I know it’s a couple of days early for the March round-up but I am going to be far too busy eating chocolate at the weekend! It’s been a busy, cold month here. We’re still waiting for Spring to arrive (I struggled to find a brave daffodil in bloom for the photo above!) I finally published the post that hopefully explains what I am trying to do on this blog (Why use Creative Writing in ELT?) as well as posts on fairy tales and another on similes. There has been lots of other interesting things on creative writing happening around the web though.
This month I discovered Umes Shrestha’s blog ‘Oh, late became!’. Umes is a Nepali English teacher, and a fan of using creative writing. His blog is an eclectic mix of gems, but this month I particularly enjoyed his lesson plan using a Nepali folk story and his post sharing student poems as published in a local newspaper. He also shared some haikus his class had written.
Right at the beginning of the month, Josette LeBlanc shared a rather hypnotic, meditative short story on her blog, ‘Throwing Back Tokens’. I thought the use of photos in the story would be a lovely thing to explore in class with students’ stories, especially ones about personal experiences.

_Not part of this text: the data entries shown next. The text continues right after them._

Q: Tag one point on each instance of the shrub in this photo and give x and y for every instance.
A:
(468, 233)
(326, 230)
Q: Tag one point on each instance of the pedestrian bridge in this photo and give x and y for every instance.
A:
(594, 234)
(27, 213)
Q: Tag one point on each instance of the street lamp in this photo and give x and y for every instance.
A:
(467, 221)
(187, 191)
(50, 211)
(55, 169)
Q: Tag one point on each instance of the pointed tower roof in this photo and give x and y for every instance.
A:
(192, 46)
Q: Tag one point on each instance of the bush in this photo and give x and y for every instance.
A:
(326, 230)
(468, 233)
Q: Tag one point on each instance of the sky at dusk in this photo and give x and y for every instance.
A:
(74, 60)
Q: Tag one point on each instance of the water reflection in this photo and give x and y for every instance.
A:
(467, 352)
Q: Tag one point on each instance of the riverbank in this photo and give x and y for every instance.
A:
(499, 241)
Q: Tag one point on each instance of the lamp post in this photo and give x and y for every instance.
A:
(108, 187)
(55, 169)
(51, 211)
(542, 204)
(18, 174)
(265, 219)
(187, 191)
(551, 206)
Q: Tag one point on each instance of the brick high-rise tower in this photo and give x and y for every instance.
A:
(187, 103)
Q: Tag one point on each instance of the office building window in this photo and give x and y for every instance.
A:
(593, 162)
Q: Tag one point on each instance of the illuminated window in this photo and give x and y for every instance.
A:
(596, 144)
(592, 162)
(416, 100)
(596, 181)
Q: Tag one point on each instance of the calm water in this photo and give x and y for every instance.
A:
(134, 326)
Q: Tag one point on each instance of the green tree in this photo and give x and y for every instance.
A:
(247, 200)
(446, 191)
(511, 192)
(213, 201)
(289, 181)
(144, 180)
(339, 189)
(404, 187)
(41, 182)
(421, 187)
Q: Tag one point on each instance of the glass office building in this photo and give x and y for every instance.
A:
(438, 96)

Kevin Stein shared one of his favourite creative writing lessons with a lesson plan called ‘But Is it Art?’, combining writing about and drawing works of abstract art.
I also came across a ‘storytelling gapfill’ activity, ‘Elf Story’, on Jamie Keddie’s ‘Lessonstream’ site. I could see this working really well with all sorts of stories and is a great way of encouraging students to do intensive listening and think about lexical chunks.
Using comic strips is a great way of getting students to play around with narratives and dialogue, and also being economical with words (another form of very short stories perhaps?). This post by Christina Martidou has lots of great links, and teaching ideas for using comic strips in class, great for young learners and teenagers, but also fun for adults too.
Kieran Donaghy shared another great lesson plan on Film English which incorporates a short film, creative writing and a poem by Leonard Cohen (although I’m still feeling upset that Leonard Cohen is writing poems for Sony!)
Finally, I was sent a link to an article by Scott Stillar in this month’s TESOL Journal about using creative writing to raise critical consciousness by letter writing. I thought it was a very interesting idea, and one that could be easily adapted to other teaching contexts.
That’s all for this month, and happy Easter if you are celebrating it.